TIME Race

Abraham Lincoln’s Handwriting Found in Racial Theory Book

Lincoln Handwriting Race
Courtesy of the Abraham Lincoln Presidential Library and Museum—AP This undated photo provided by the Abraham Lincoln Presidential Library and Museum in Springfield, Ill., shows what historical experts say is Abraham Lincoln's handwriting they’ve found inside a tattered book justifying racism that he may have read to better understand his opponents' thinking on slavery.

The Great Emancipator was reading a book that seeks to justify racism

Experts confirmed Tuesday what had long been whispered at a public library in the small town of Clinton, Illinois — a name written on a page in the book Types of Mankind was penned by none other than Abraham Lincoln.

On an early page of the book is written the name Clifton Moore, a local attorney and colleague of Lincoln, NBC Chicago reports. Below that note is one from a different attorney attesting that Lincoln wrote it in 1861, just before he was elected president. Lincoln is presumed to have written Moore’s name in the book to remind himself, or someone else, as to the identity of its rightful owner.

“There are certain letters of the alphabet that Lincoln wrote in a way that were not common to his era,” says the curator of Lincoln’s presidential museum James Cornelius. “A forger can typically do some of the letters in a good Lincolnian way.

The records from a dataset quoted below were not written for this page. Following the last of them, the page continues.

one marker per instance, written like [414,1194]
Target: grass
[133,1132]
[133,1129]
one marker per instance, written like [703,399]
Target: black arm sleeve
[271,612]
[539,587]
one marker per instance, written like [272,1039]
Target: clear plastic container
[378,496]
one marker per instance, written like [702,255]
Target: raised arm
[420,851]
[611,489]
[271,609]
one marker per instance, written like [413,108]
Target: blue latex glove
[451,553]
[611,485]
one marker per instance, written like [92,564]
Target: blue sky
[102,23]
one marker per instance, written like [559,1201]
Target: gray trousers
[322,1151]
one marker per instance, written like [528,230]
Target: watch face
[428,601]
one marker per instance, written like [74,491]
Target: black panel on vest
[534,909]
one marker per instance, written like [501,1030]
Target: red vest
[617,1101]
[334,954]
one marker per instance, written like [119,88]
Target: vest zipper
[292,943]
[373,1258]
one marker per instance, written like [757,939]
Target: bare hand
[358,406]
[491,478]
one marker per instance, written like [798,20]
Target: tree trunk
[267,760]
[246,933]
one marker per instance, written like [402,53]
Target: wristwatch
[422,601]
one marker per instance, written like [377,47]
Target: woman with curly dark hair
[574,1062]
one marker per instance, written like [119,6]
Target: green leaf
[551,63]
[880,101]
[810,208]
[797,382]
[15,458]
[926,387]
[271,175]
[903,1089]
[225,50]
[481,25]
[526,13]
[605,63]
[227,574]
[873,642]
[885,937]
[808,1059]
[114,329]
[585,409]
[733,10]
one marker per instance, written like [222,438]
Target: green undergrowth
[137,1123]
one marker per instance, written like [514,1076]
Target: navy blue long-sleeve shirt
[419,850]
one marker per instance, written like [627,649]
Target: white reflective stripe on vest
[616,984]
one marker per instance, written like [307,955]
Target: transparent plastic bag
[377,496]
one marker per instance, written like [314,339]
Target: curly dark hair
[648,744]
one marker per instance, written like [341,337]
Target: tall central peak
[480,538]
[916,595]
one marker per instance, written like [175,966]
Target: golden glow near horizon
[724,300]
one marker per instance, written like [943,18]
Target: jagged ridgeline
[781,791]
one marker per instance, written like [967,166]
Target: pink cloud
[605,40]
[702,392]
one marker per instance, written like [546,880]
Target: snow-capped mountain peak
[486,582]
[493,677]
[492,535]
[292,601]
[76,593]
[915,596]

They’ll give themselves away on a couple of the others. This all adds up.”

The 700-page tome offers up the theory that different races on earth were created at different times and thus could not be equal and it was part of the natural order that Caucasians would enslave Africans and Native Americans. The book, published in 1854, was popular among racists and slave owners for lending support to their way of life.

Historians at the Abraham Lincoln Presidential stressed that Lincoln did not subscribe to the beliefs put forth in the book, but that racial division was a hot button issue at the time of his presidency and he was likely educating himself on opposing arguments.

“Everything we know about Lincoln’s legal, religious and scientific thinking tells us he rejected that argument,” adds Cornelius.